As you'll gather from the above, I highly recommend the hike to Wedgemount Lake. There is, however, no mystery as to why you might find yourself alone in the cirque. The trail is steep. And dull. And root-infested. Most frustrating of all, the outlet stream from the lake thunders toward the valley via a spectacular waterfall, which the trail takes pains to conceal from hikers. All in all, it's hard to avoid the impression that BC Parks assigned their B team to the construction work here. But the destination is worth the effort. Consider it an aerobic workout, leave plenty of time to savor the awesome scenery at the lake, and you won't be disappointed.

 

Hiking the Coast Mountains

The Coast Range stretches for the better part of a thousand miles, from the US border all the way up to the Yukon, and although the southern portion near Vancouver isn't all that well protected (there's a lot of logging) there is still an abundance of wilderness hikes. In planning our trip I made use of Kathy and Craig Copeland's guidebook Don't Waste your time in the BC Coast Mountains, which is recommended but currently out of print. The hiking guide you'll find in local shops is 103 Hikes in Southwestern British Columbia, which is dry but otherwise serviceable. Together, these guides cover much of the area near Vancouver, which includes not just Garibaldi but also Golden Ears, Stein Valley and Skagit Valley parks.
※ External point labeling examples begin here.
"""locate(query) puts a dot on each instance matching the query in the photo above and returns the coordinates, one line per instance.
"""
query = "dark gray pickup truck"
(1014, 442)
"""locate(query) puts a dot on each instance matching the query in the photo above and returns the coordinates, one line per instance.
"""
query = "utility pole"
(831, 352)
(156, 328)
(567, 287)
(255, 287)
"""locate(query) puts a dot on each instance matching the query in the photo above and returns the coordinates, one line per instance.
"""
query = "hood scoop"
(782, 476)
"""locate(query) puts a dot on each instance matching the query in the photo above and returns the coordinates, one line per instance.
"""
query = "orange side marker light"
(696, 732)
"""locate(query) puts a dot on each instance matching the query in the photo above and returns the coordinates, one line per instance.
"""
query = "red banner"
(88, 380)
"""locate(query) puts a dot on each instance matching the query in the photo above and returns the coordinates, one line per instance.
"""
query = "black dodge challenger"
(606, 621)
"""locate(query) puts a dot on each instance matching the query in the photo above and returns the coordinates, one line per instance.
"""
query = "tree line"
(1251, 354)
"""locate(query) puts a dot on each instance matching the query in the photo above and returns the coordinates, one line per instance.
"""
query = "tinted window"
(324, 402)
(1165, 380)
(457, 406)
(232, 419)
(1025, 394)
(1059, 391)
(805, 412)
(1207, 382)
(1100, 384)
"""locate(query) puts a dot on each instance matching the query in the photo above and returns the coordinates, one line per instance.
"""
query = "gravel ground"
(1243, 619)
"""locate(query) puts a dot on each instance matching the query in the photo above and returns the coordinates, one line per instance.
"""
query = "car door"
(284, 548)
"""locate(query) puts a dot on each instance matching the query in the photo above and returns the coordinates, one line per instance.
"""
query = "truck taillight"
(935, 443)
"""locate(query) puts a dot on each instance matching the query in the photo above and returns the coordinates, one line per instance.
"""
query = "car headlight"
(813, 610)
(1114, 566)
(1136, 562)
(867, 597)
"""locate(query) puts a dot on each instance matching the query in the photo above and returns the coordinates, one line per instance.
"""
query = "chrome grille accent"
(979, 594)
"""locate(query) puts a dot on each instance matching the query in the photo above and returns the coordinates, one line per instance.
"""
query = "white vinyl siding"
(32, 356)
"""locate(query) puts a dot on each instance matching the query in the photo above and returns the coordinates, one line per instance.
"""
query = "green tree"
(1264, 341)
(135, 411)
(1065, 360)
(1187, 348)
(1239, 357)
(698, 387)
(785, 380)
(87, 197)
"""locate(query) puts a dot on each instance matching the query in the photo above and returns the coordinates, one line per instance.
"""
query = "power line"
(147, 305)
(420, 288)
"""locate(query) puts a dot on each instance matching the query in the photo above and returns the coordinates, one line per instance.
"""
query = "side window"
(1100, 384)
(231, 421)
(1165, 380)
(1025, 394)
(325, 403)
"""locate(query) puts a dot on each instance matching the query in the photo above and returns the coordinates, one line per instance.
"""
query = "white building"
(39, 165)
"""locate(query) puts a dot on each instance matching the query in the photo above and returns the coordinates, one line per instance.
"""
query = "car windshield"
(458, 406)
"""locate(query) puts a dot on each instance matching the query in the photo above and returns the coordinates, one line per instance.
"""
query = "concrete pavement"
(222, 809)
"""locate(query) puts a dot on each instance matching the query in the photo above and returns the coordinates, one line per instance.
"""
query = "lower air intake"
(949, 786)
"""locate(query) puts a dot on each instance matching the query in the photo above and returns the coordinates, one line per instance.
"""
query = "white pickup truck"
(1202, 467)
More alluring still are the peaks that lie further to the north of the Coast Range. These include Mount Waddington, which at 13,186 feet is actually higher than any of the peaks in the Canadian Rockies. You can't drive (or hike, unless you're up for a month-long expedition) to anywhere that's remotely close to the base of Waddington and the mighty glaciers that surround it, but there are trails in the general vicinity that are most easily accessed out of the town of Bella Coola on the Pacific Coast. Some trails lie within Tweedsmuir Provincial Park, but there are many more sparsely documented but probably spectacular hikes in the region. I'm hoping to make it up there to check them out myself sometime, but it hasn't happened yet.

[As an aside, Mount Waddington is so remote that it's quite a challenge to find a hike that affords even a distant view of the peak. Your best bet is probably to hike to the top of Perkins Peak in the Pantheon Range, from where there is said to be a clear view of Waddington. But needless to say I haven't actually done this!]

Bears and bugs

If your wildlife worries in the Coast Mountains start and end with bears, you're making a mistake. Although there are both grizzly and black bears in these mountains, and normal care is certainly sensible, bugs will almost surely be your most pressing problem. In the peak hiking season dense swarms of black flies, which will envelope you the moment you pause to rest or eat lunch, are almost everywhere. Don't rely on insect repellant - take long sleeved shirts and pants and a net for the head to be on the safe side for days when they're particularly bad.

Accommodation

My brother and I stayed in Whistler while hiking Garibaldi, and this is probably the most convenient base for the hikes described on this page. Whistler is primarily a ski resort, but it's still a pleasantly lively town during the summer with an excellent range of restaurants, bars and breakfast places. If you prefer a slightly less "urban" base - then Squamish might be a better place to stay. Book early though, as there are fewer rooms to be had in Squamish as compared to Whistler.